Ram Navami: All That You Need To Know About The Festival of Joy and Devotion

Festivals have been of cultural significance ever since the human civilization has known. Celebrations make up a part of people’s everyday lives and inspire thoughts of a better perspective. People of various religions, caste, gender join together to become a functional unit. Our vibrant cultures rare evident of this aspect and the nation’s economy thrives on this triumph over differences. Festivals in India have originated from various beliefs and traditions. Whether it is celebrating to worship a deity or to build bonds of trust, festivals have originated for all good reasons and celebrated with complete vigor. One of such festivals has been Ram Navami. 

Celebration of  Ram Navami 

The festival is generally celebrate in the months of March or April. A popular festival especially among the Vaishnavs of Hindu Caste, Ram Navami marks the birth anniversary of Lord Rama. People celebrate this day with devotion and joy, organize devotional song recitation and worship the infant, Lord Rama. 

In the southern parts, the festival of Rama Navami is symbolic of the onset of preparations for the widely popular Jagannath Ratha Yatra. The states of Uttar Pradesh, Telangana, Jharkhand, Bihar, and some more southern states celebrate the festival, where the roots of the festival are quite deep. 

The celebration of the festival is seen as people worship the miniature statues of the deity, perform their daily duties of bathing them, and put them in a comfortable cradle. Fasts are an important part of devotees during this period. It is believe to help achieve salvation to the soul.

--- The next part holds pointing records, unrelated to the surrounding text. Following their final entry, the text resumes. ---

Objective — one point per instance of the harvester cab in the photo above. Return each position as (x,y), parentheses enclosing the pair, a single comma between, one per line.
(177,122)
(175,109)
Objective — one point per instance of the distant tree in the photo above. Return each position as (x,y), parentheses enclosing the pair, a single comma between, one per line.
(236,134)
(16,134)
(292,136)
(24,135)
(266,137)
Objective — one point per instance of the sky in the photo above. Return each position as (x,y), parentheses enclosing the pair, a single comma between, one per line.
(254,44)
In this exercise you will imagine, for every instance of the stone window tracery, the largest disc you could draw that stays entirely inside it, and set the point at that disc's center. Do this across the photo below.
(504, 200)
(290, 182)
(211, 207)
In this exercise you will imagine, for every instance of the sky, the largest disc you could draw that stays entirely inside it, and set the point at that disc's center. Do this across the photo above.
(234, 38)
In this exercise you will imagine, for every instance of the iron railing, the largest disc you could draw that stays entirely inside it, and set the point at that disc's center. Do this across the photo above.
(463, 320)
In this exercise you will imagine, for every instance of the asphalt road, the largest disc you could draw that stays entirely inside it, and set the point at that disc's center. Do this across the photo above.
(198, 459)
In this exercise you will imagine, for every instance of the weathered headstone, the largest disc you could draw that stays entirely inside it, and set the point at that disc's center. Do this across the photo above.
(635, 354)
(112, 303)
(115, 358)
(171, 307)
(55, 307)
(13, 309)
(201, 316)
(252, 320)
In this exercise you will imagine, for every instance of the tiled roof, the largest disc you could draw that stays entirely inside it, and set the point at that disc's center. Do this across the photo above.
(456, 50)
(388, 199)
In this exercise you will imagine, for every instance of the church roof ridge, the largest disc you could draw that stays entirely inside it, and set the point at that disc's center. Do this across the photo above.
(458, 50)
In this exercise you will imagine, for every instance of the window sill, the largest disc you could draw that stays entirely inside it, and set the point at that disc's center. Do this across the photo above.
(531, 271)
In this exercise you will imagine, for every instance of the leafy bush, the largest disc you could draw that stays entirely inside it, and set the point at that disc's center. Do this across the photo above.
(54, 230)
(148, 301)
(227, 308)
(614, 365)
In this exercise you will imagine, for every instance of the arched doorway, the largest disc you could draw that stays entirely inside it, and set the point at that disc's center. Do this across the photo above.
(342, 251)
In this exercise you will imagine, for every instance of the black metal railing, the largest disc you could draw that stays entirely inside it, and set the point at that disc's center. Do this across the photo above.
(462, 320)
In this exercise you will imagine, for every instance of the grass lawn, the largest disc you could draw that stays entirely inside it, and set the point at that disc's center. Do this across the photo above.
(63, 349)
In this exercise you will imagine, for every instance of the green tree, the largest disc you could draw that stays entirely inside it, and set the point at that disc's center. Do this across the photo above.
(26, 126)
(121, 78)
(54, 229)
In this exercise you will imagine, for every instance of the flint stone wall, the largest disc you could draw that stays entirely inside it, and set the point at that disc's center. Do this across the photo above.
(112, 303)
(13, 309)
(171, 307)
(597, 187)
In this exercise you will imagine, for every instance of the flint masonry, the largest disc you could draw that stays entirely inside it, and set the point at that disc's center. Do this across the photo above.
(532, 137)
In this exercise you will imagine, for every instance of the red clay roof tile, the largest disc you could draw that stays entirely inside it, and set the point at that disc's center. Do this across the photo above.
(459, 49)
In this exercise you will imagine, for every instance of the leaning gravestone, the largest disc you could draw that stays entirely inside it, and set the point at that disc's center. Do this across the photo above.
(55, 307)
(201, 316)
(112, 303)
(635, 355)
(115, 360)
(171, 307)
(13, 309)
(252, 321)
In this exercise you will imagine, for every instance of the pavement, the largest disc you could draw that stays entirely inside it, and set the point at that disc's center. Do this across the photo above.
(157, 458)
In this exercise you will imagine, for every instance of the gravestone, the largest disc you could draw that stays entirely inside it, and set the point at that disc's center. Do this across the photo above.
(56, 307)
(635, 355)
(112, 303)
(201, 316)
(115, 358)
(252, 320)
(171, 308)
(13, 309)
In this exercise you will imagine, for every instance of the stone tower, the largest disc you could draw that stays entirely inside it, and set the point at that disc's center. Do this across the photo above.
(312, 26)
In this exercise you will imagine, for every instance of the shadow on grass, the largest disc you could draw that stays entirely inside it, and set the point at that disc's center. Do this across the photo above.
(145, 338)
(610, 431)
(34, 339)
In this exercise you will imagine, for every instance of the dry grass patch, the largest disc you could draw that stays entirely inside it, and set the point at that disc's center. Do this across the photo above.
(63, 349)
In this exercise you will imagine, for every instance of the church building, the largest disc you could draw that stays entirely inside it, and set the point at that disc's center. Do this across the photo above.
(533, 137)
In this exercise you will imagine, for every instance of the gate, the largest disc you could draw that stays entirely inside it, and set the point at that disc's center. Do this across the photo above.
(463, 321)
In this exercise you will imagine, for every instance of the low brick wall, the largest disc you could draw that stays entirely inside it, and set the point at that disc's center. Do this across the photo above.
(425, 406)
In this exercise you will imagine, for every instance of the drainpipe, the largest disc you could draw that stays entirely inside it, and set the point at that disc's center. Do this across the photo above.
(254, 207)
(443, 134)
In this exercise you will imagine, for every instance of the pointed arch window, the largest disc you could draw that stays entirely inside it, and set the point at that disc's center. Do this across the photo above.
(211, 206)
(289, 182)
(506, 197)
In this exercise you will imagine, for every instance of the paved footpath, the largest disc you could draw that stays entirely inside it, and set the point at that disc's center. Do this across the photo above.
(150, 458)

Historical Significance behind it

Every year, the festival made out of pure devotion. Ram Navami is celebrate on the ninth which is also the last day of the Chaitra Navratri. However, Lord Rama is popularly believed to be the seventh form of Lord Vishnu. The occasion of Ram Navami celebrates the birth anniversary of the deity. As he descended upon the earth, as the son of King Dasaratha and Queen Kaushalaya. 

Although the festival marks the name of Lord Rama. It is also celebrated as a reverence to the deities Sita, Hanuman, Lakshmana, and Surya. The festival denotes the win of Good over evil. 

In Ayodhya, the birthplace of Lord Rama. The day comprises of taking a dip in the popularly referred sacred River Sarayu followed by a visit to the Rama Temple. The early morning routine comprises offering water to the Sun God as a sign of respect. Surya is believe to be an ancestor of Lord Rama. 

Therefore, Festivals have always been the heart of India. They bring a sense of Joy, Devotion, and freshness to the minds of individuals. With the pomp and celebrations, precaution to stop crowding is of utmost necessity. So, Celebrate from your home through social media because in times of Uncertain waves of Pandemic, Yeh Bhi Theek Hai!